また、そもそもそんな自販機があるとは知らない方が多いと思いますので、純粋に面白いと思っていただいているのもあると思います。

Q2 今後設置台数などが増加すると思いますか?

少しずつは増えていくと思います。
これを機会に知っていただいて、他の病院などにも増えるとうれしいです。

Q3 どんな活用法があるでしょうか?

外来の患者さんが立ち寄るだけではなく、入院していて嚥下が悪い方も買いに行けるのがいいと思います。
病棟から外出する機会にもなりますし、お金はかかりますが自分の選択で飲み物を選ぶという自由もそこには発生しますし。

Q4 歯科医師、高齢者歯科医学研究者の視点で、「とろみ市場」は今後も拡大すべきだとお考えですか?

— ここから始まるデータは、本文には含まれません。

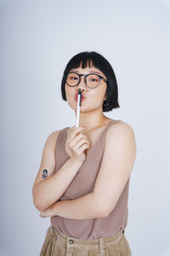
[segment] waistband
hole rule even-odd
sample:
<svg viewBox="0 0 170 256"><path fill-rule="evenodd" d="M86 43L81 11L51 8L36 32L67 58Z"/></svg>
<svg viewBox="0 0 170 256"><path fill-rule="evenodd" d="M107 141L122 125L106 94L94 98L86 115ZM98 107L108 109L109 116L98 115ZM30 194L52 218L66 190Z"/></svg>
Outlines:
<svg viewBox="0 0 170 256"><path fill-rule="evenodd" d="M118 233L110 236L105 236L105 237L101 237L101 238L97 238L97 239L79 239L79 238L75 238L72 236L68 236L60 231L57 230L55 227L53 225L49 226L49 230L52 235L54 235L56 239L60 239L60 241L63 243L70 243L70 244L76 244L76 245L84 245L84 246L91 246L91 247L98 247L100 244L105 244L105 245L113 245L117 243L124 236L124 230L121 230Z"/></svg>

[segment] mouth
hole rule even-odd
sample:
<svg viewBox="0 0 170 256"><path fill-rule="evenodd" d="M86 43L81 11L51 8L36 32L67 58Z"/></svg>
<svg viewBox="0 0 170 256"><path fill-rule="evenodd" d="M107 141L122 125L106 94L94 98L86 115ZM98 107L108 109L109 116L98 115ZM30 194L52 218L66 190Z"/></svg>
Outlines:
<svg viewBox="0 0 170 256"><path fill-rule="evenodd" d="M82 102L85 99L85 96L82 94L81 102ZM77 102L78 100L78 94L76 93L75 95L75 100Z"/></svg>

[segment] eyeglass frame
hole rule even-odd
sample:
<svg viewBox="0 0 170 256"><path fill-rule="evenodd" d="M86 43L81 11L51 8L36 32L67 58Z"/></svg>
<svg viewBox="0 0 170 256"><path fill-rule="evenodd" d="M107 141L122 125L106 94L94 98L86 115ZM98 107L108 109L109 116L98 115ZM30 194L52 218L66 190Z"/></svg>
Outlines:
<svg viewBox="0 0 170 256"><path fill-rule="evenodd" d="M78 81L78 84L76 84L76 85L70 85L70 84L67 84L66 79L67 79L67 76L68 76L69 73L76 73L76 74L77 74L77 75L79 76L79 81ZM88 87L88 86L87 85L87 80L86 80L86 78L87 78L88 75L91 75L91 74L95 74L96 76L98 76L98 77L99 78L99 84L98 84L96 87L94 87L94 88ZM77 86L77 85L80 84L80 82L81 82L81 77L82 77L82 76L84 77L84 82L85 82L85 84L86 84L86 86L87 86L88 88L89 88L89 89L95 89L95 88L97 88L98 86L99 86L99 84L100 84L101 79L104 79L104 81L105 81L106 84L108 84L108 81L107 81L104 77L102 77L102 76L100 76L100 75L99 75L99 74L97 74L97 73L88 73L88 74L83 74L83 73L76 73L76 72L68 72L68 73L66 73L65 83L66 83L66 84L67 84L68 86L70 86L70 87L76 87L76 86Z"/></svg>

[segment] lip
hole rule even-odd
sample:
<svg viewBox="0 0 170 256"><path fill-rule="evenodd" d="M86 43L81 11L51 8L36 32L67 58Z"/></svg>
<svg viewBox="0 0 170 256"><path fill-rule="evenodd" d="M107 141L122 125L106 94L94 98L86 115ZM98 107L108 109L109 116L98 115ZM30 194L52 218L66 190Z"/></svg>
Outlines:
<svg viewBox="0 0 170 256"><path fill-rule="evenodd" d="M77 93L75 95L75 99L77 102L77 100L78 100L78 94ZM85 99L85 96L83 96L83 94L82 94L81 102L83 101L84 99Z"/></svg>

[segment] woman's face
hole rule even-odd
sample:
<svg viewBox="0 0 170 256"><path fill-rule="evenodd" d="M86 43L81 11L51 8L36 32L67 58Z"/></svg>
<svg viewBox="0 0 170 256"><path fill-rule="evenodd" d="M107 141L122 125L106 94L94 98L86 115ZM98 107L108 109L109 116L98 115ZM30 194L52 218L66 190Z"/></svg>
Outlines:
<svg viewBox="0 0 170 256"><path fill-rule="evenodd" d="M74 68L69 72L76 72L80 74L88 74L93 73L103 76L107 80L107 78L104 75L104 73L99 69L93 66L86 68ZM77 100L75 96L78 92L78 89L81 89L82 94L84 96L84 98L81 102L81 112L96 110L97 108L102 109L103 102L106 99L105 92L107 89L107 84L104 81L104 79L101 79L99 85L94 89L90 89L86 86L83 76L81 77L81 81L78 85L75 87L71 87L65 83L65 90L66 100L70 107L75 111L76 111L77 105Z"/></svg>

おそらく引き続く高齢化に伴い拡大すると思いますが、障害児の方々にも気軽に使っていただけるような場所に増えるといいなと思います。

Q5 メッセージがあればお願いします。

安全に飲み物を楽しめるのももちろんですが、それにより嚥下が多少悪くてももっと気軽に外出できるような世の中になっていただきたいと思います。
将来的には、摂食・嚥下に障害があって外出できない…ということがないように、とろみ自動調理機をさまざまな場所に設置して、 我々が開発した「摂食嚥下関連医療資源マップ」に設置場所を掲載しようと考えています。
既に高速道路のSAなどにも設置しているところがあるらしいので、そういった情報を上記のマップに入れようと思っております。ぜひご利用ください。

東京医科歯科大学医学部附属病院

東京医科歯科大学歯学部附属病院  〒113-8549 東京都文京区湯島1-5-45
TEL.03-3813-6111(代)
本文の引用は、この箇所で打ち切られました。